While this movie is a comedy, the idea at the end, where Nobody is now as chased and tested as Beauregard, speaks to the violent life of the Italian Western hero, who is continually threatened by not only death, but by the advent of the technological twentieth century, which will end his way of life.

Tonino Valerii, who was Leone's assistant director on A Fistful of Dollars, directed this film. He also wrote The Long Hair of Death and directed films like My Dear Killer and Day of Anger.

There's some dispute that Leone directed much of this film, which was made mostly in the United States. It arose when Henry Ford's costumes were stolen, which would have delayed the movie by more than a week. Leone, who came up with the idea for the film, offered to shoot second unit to keep the movie moving.
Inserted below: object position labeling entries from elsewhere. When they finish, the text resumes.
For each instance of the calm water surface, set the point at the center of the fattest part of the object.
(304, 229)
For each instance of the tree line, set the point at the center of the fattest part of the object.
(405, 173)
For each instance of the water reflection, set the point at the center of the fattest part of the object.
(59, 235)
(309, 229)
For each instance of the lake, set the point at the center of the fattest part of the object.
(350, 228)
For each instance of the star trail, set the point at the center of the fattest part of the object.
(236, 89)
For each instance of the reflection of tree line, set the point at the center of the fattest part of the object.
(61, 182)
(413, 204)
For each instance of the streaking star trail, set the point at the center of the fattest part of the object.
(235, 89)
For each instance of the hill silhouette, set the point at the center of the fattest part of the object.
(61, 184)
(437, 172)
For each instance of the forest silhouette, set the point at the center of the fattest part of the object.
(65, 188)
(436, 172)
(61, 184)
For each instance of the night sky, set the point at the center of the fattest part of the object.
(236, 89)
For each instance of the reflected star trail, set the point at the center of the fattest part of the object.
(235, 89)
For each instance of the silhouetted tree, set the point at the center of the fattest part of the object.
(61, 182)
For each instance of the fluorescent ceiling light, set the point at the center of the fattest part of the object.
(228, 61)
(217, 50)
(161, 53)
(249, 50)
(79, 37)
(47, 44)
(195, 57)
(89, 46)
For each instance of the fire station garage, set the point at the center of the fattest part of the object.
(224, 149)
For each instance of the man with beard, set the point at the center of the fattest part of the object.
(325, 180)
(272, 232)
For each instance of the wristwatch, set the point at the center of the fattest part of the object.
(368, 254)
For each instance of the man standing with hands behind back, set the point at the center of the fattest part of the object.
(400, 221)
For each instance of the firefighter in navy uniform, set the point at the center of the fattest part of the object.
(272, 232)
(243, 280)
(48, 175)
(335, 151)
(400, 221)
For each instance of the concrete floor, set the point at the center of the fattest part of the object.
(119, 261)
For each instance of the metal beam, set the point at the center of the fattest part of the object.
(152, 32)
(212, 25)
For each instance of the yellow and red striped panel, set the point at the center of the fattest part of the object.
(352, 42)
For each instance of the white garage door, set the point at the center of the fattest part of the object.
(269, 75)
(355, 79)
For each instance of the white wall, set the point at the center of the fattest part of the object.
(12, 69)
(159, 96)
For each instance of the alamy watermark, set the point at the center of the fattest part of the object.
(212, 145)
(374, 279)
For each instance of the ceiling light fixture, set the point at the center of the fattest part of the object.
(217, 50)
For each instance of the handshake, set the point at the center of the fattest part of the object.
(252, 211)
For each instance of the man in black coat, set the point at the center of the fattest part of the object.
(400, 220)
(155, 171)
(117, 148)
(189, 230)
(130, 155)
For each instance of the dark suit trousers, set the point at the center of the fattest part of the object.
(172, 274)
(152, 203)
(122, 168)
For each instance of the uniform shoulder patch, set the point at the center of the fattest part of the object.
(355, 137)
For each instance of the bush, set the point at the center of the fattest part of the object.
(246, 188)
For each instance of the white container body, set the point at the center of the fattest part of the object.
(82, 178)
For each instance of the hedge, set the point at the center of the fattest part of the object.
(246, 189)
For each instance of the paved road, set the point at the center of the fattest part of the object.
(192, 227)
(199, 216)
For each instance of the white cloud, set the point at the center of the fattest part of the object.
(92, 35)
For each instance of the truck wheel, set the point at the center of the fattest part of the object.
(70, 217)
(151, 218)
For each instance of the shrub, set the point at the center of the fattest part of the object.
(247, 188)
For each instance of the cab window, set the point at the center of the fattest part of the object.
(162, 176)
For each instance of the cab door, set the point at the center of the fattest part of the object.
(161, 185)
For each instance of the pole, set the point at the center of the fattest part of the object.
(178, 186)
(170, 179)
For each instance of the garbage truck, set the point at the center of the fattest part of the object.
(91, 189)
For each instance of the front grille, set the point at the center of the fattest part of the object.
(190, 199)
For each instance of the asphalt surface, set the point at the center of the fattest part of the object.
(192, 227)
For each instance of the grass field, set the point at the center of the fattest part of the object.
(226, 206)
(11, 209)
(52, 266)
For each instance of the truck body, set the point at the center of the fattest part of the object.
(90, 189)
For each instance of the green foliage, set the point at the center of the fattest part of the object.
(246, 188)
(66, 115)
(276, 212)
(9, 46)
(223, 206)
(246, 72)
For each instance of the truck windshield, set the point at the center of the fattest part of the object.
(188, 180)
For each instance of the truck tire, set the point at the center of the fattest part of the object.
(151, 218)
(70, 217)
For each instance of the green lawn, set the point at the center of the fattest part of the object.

Neil Summers, who played Squirrel, and John Landis, who claims to have been an extra, stated that Leone directed most of their scenes, often on horseback. However, screenwriter Ernesto Gastaldi (Torso, Almost Human, All the Colors of the Dark, Once Upon A Time In America) told Robert Curti, the writer of Tonino Valerii: The Films, that "Tonino shot the whole film, absolutely ON HIS OWN" and that Leone "organized a second unit crew and shot a couple of sequences, which in my opinion are the weakest in the film...Nothing else."

Sergio Donati expanded on this, stating that some photographers were sent to America and they asked Leone, on his lone set day, to sit behind the camera in a director's pose. Donati said, "Inevitably, from that moment on, everyone, in and outside the movie business started saying "Yeah, actually the real director of the film was Leone, who saved it from the disaster of an incapable director"."

Tobe Hooper and Tonino Valerii would have had a lot to talk about.

For anyone that thinks that Italian Westerns are dumb, I'd just like to raise one point. The title refers to The Odyssey, as Odysseus tricks Polyphemus into believing his name is "nobody."